UEPG lança livro produzido por pessoas privadas de liberdade com apoio do projeto Nupem
O projeto de extensão Núcleo de Atendimento às Pessoas com Monitoração Eletrônica (Nupem), da Universidade Estadual de Ponta Grossa (UEPG), realizou no dia 18 o lançamento do livro “(Entre)linhas e grades”. A obra utiliza a cartografia social como instrumento de cidadania, reunindo textos, desenhos, poesias e, principalmente, cartas produzidas por pessoas privadas de liberdade em Ponta Grossa. O trabalho foi desenvolvido em parceria com a Polícia Penal do Paraná, envolvendo a Penitenciária Estadual e a Casa de Custódia do município.
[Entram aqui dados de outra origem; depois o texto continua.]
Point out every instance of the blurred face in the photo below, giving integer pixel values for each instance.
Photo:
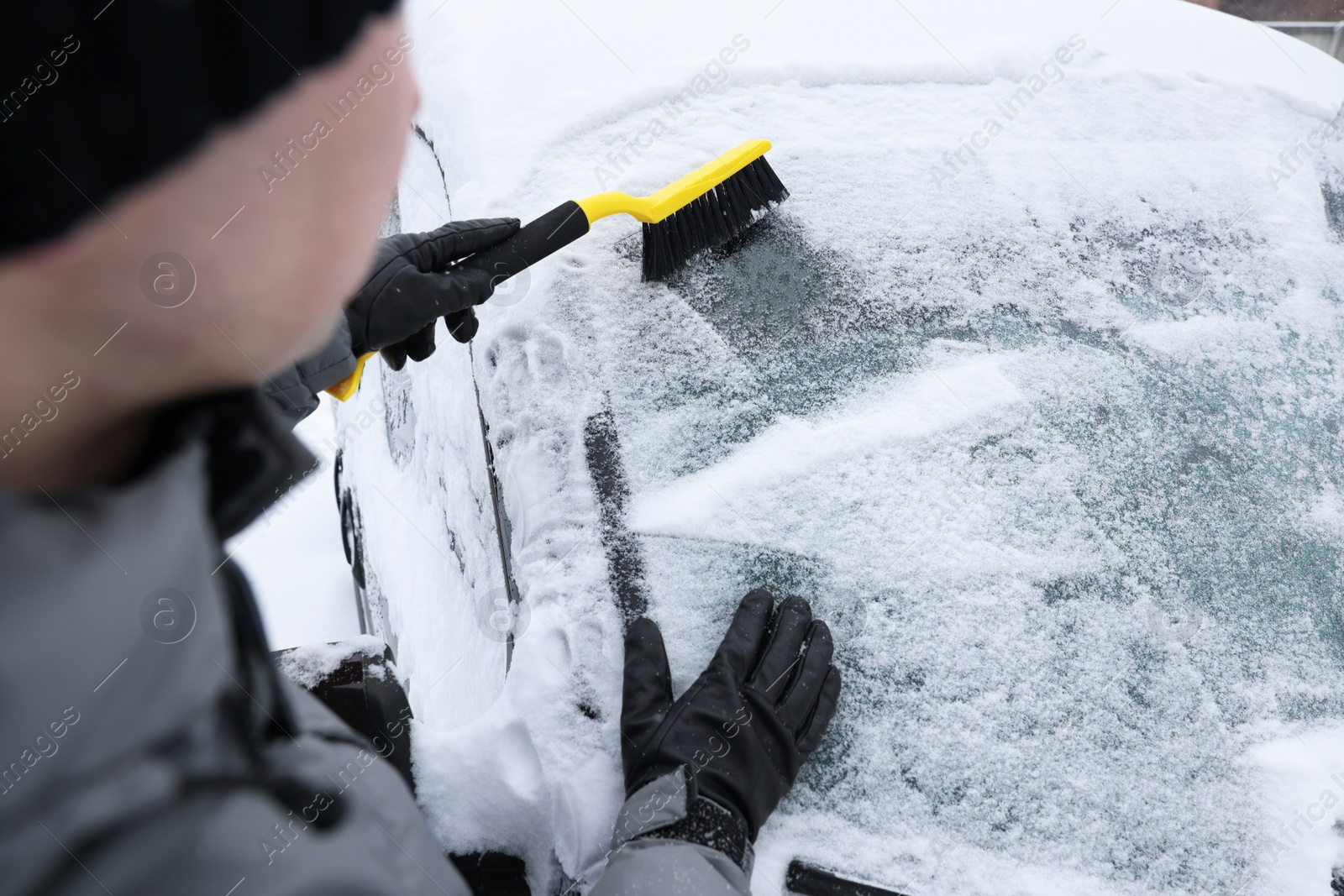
(239, 259)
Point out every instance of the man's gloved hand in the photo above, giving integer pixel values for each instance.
(409, 291)
(748, 723)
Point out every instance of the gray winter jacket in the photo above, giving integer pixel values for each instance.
(148, 743)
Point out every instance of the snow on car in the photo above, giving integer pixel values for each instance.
(1032, 387)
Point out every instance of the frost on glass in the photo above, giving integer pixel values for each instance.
(1063, 609)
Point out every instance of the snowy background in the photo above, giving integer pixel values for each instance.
(1048, 430)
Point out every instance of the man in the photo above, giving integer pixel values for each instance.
(185, 217)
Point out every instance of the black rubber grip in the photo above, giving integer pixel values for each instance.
(554, 230)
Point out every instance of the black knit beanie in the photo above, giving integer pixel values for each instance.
(98, 96)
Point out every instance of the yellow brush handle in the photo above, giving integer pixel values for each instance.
(651, 210)
(349, 385)
(679, 192)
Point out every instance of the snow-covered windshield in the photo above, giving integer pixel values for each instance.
(1043, 417)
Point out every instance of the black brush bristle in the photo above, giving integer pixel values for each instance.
(710, 221)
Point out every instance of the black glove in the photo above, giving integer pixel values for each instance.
(409, 289)
(748, 725)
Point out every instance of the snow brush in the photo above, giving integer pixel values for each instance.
(701, 211)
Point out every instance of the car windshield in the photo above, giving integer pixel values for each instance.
(1047, 427)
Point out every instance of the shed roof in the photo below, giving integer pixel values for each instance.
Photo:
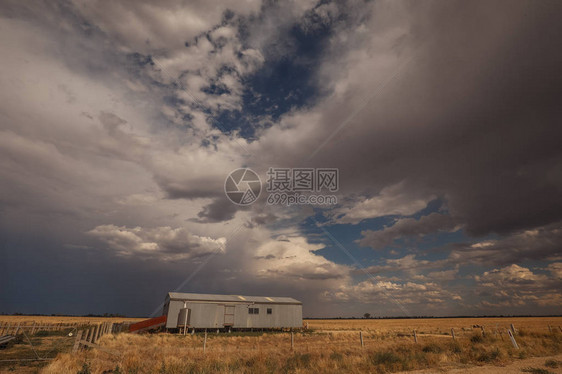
(232, 298)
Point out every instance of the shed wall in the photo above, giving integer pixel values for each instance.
(212, 315)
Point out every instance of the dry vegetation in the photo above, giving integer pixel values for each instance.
(333, 346)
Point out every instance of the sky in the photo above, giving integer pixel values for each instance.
(120, 122)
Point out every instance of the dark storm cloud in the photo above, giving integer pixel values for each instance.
(407, 228)
(474, 117)
(221, 209)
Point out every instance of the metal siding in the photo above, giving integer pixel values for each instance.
(211, 314)
(206, 315)
(282, 316)
(232, 298)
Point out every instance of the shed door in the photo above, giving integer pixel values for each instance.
(228, 315)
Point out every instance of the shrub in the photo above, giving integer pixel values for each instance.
(476, 338)
(432, 348)
(385, 358)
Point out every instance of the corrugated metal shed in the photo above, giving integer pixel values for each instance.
(231, 311)
(232, 298)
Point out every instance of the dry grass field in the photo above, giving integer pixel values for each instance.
(328, 346)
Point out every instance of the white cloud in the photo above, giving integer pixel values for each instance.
(392, 200)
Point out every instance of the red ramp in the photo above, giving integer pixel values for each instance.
(149, 324)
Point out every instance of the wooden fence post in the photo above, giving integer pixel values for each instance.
(91, 334)
(77, 341)
(361, 338)
(512, 339)
(205, 342)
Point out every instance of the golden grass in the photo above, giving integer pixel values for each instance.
(56, 319)
(434, 325)
(388, 347)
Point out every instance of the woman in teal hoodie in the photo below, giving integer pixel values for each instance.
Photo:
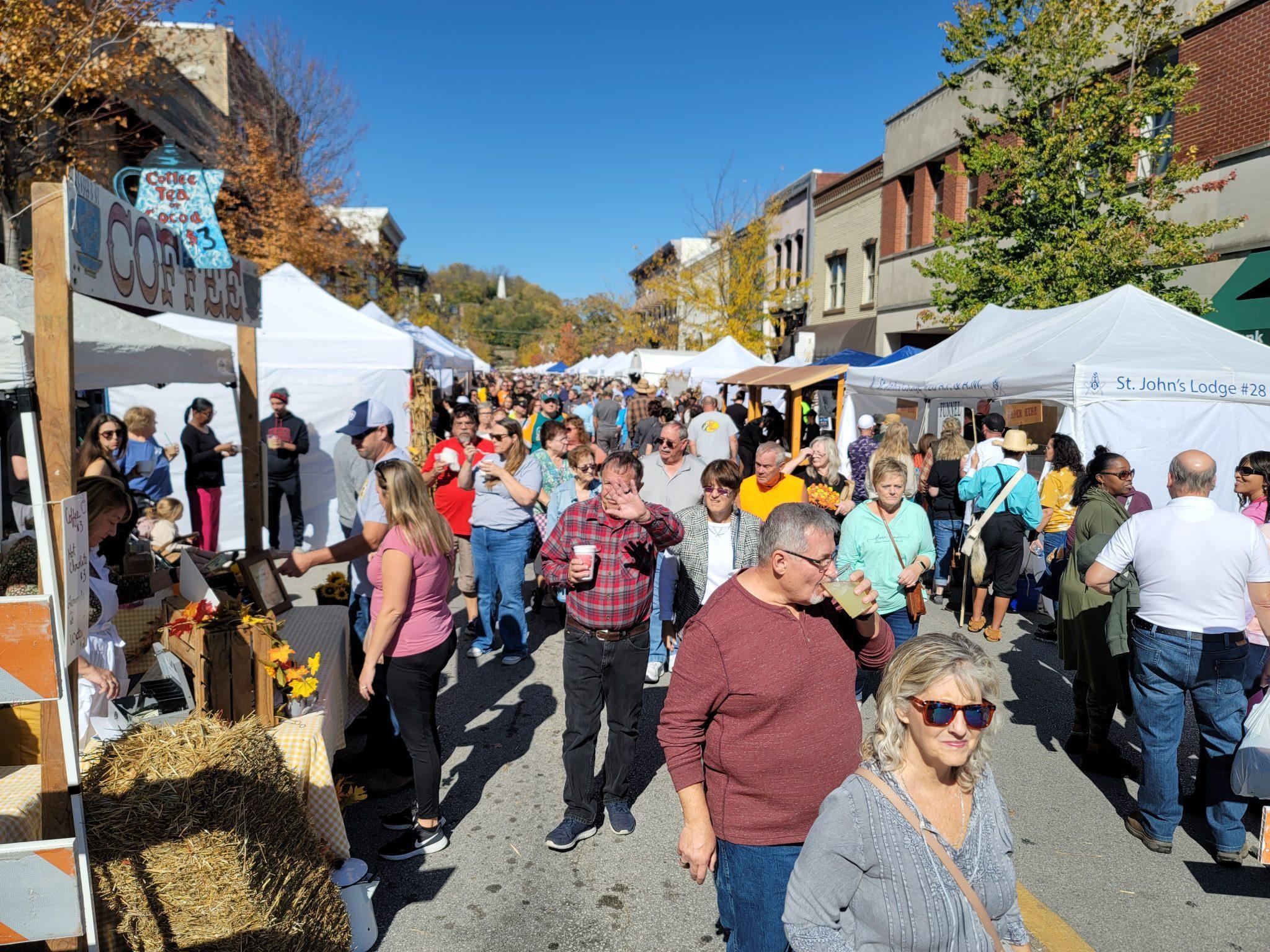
(871, 535)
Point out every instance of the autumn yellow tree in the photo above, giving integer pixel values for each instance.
(70, 75)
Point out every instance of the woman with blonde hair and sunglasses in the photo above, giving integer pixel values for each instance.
(878, 868)
(413, 631)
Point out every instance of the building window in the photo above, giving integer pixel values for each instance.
(836, 282)
(870, 273)
(1158, 126)
(936, 173)
(906, 190)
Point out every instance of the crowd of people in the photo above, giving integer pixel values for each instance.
(680, 539)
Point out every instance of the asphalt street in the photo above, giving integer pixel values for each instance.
(497, 886)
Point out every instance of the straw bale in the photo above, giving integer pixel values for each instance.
(198, 839)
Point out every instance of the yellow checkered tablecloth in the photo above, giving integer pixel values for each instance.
(305, 752)
(19, 804)
(303, 749)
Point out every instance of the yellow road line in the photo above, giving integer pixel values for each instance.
(1047, 927)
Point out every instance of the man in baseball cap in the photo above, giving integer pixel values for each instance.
(859, 454)
(370, 427)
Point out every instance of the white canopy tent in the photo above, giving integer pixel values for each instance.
(327, 353)
(1132, 372)
(112, 346)
(652, 363)
(706, 368)
(616, 366)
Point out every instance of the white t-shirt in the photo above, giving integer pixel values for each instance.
(370, 509)
(1194, 563)
(719, 557)
(713, 433)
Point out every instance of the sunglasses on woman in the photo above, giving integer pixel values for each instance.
(940, 714)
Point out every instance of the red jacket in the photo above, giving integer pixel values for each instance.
(762, 708)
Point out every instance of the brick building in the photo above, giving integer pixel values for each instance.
(845, 271)
(1232, 130)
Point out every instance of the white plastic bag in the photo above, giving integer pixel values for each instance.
(1250, 771)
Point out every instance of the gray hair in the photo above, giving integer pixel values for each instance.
(771, 447)
(682, 430)
(831, 452)
(916, 666)
(788, 527)
(1198, 482)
O reitor da UEPG, professor Miguel Sanches Neto, participou do lançamento e ressaltou a relevância da publicação. Segundo ele, dar visibilidade às expressões artísticas e narrativas desse público é fundamental para a construção de uma sociedade mais inclusiva. “É um projeto de grande relevância humana, que reforça o reconhecimento dos direitos dessas pessoas e amplia o debate sobre inclusão”, afirmou.
O coordenador do Nupem, professor Rauli Gross Júnior, destacou que o livro representa um processo de aprendizado tanto para os acadêmicos envolvidos — dos cursos de Direito, Serviço Social e Psicologia — quanto para os participantes privados de liberdade. “É uma construção coletiva que possibilita expressão, reflexão e contribui para o processo de ressocialização”, disse.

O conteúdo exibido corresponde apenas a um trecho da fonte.